Can Wimax and LTE be complementary?

Jessica Scarpati
14 Dec 2010
00:00
 
Although LTE hype appears to have rung the death knell for Wimax, the market has continued to grow for three consecutive quarters, Webb said. Global Wimax device and equipment sales rose 8% from the second quarter of this year to $355 million in the third quarter this year. Year over year revenue rose 9%. Most activity has come from APAC, but Webb expects operators in India, North Africa, the Middle East and Latin America to continue to fuel growth.
 
KT Corp., a South Korean telecom operator, expects regulatory bodies to release the 900 Mhz band of spectrum it has acquired for LTE next year, according to Hyun-Pyo Kim, director of mobile research and development at KT, speaking recently on an operator roundtable at 4G World in Chicago.
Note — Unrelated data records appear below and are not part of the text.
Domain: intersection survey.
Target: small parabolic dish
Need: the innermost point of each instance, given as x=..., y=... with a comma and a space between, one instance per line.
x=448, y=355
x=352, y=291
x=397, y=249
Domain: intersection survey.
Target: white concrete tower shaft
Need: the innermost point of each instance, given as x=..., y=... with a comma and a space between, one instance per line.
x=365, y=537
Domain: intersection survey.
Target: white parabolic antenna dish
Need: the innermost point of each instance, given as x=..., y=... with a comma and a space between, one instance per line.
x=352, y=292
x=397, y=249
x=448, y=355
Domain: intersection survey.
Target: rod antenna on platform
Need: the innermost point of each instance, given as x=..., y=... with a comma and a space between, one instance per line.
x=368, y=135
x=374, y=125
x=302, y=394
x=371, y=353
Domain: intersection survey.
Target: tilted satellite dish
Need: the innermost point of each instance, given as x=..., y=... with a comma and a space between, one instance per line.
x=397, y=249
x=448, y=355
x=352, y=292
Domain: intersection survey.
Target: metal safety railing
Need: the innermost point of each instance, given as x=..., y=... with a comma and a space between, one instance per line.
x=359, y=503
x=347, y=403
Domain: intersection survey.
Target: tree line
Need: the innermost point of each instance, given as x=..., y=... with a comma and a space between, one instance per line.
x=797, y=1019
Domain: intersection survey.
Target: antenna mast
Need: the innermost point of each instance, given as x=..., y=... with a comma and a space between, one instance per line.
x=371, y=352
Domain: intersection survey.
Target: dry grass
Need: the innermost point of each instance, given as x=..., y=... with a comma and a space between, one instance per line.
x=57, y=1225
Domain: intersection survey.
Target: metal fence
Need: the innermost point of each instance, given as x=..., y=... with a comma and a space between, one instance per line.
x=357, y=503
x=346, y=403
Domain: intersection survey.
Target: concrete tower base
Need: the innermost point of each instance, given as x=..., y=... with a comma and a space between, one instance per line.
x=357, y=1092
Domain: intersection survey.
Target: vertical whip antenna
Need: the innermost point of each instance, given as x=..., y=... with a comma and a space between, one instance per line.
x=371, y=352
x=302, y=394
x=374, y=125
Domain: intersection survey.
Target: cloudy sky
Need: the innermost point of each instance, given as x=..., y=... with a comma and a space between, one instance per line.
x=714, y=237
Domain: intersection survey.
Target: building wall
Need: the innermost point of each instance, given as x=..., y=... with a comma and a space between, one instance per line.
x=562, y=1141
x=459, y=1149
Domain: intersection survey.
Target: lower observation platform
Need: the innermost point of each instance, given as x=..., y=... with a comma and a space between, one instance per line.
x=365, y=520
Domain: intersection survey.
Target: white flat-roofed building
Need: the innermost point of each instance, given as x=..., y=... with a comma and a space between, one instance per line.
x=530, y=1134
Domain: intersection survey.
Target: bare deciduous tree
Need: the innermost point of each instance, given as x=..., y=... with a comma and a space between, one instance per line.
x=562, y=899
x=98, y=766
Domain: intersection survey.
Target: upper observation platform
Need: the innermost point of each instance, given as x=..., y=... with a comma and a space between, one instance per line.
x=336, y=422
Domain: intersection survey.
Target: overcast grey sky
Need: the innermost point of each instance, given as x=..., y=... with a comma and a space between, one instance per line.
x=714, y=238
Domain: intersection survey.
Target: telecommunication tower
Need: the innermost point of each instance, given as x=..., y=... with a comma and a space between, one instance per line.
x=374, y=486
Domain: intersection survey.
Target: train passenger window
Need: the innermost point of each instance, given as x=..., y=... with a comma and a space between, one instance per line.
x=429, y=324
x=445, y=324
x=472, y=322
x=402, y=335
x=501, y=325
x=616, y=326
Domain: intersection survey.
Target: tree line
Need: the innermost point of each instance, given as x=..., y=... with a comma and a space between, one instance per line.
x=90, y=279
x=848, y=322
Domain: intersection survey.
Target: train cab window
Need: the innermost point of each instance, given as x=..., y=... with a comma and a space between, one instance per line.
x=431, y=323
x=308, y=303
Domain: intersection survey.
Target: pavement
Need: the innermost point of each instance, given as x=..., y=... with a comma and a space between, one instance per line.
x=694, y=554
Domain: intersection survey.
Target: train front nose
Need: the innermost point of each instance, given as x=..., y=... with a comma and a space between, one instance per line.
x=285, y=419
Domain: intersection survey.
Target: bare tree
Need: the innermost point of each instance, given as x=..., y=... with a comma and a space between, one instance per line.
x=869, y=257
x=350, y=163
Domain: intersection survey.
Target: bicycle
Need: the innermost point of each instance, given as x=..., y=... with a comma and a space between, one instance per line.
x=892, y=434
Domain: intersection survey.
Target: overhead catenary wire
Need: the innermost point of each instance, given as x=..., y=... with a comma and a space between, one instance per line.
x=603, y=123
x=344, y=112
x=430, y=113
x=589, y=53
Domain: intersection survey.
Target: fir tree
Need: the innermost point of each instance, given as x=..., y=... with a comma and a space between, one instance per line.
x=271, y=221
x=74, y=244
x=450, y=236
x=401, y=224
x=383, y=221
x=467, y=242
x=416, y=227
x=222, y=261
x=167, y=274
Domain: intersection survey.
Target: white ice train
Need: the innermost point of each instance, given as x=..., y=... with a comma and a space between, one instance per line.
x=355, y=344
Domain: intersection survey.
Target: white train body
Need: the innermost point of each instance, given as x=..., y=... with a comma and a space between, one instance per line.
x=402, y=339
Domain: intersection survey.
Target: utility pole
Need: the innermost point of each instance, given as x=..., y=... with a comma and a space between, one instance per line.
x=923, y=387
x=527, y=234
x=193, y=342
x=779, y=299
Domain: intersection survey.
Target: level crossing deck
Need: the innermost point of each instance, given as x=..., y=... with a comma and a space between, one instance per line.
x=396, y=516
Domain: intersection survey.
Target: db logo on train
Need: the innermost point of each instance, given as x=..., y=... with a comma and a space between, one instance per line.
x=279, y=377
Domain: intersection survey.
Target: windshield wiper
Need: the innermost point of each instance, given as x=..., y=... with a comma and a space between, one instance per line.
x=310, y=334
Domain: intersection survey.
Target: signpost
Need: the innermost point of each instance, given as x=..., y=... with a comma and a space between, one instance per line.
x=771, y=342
KT plans to deploy LTE a year later.
 
But LTE won't be the only 4G technology KT markets. In 2006, it launched WiBro -- a version of Wimax developed by South Korean operators. The service was initially launched in Seoul for mobile broadband customers using USB dongles. KT intends to service smartphones with an LTE network, Kim said.
 
"People don't care about what the technology is, but they care about price, performance and coverage," Kim said at 4G World. "[We will deploy both 4G technologies] to provide good quality of service at the right time that our market demands and expects."
 
Japanese wireless operator KDDI Corp. launched Wimax last year and operates 11,000 Wimax base stations nationwide. It will add LTE services at the end of 2012 with a similar market strategy to KT, reserving it for mobile broadband, said Hideo Okinaka, vice president and general manager of the operator's emerging technologies and spectrum division, speaking on the same 4G World roundtable.
 
About 20% of customers access KDDI's Wimax network using MiFi, 70% with a USB dongle and 10% use embedded devices, Okinaka said, noting that he expected the proportion of MiFi access to grow.
 
"We are positioning LTE … to cellular customers. We are not targeting dongle[s] or the modem. We are targeting smartphones and feature phones," Okinaka said. "We position Wimax as a means to give customers superior Internet access in the mobile environment."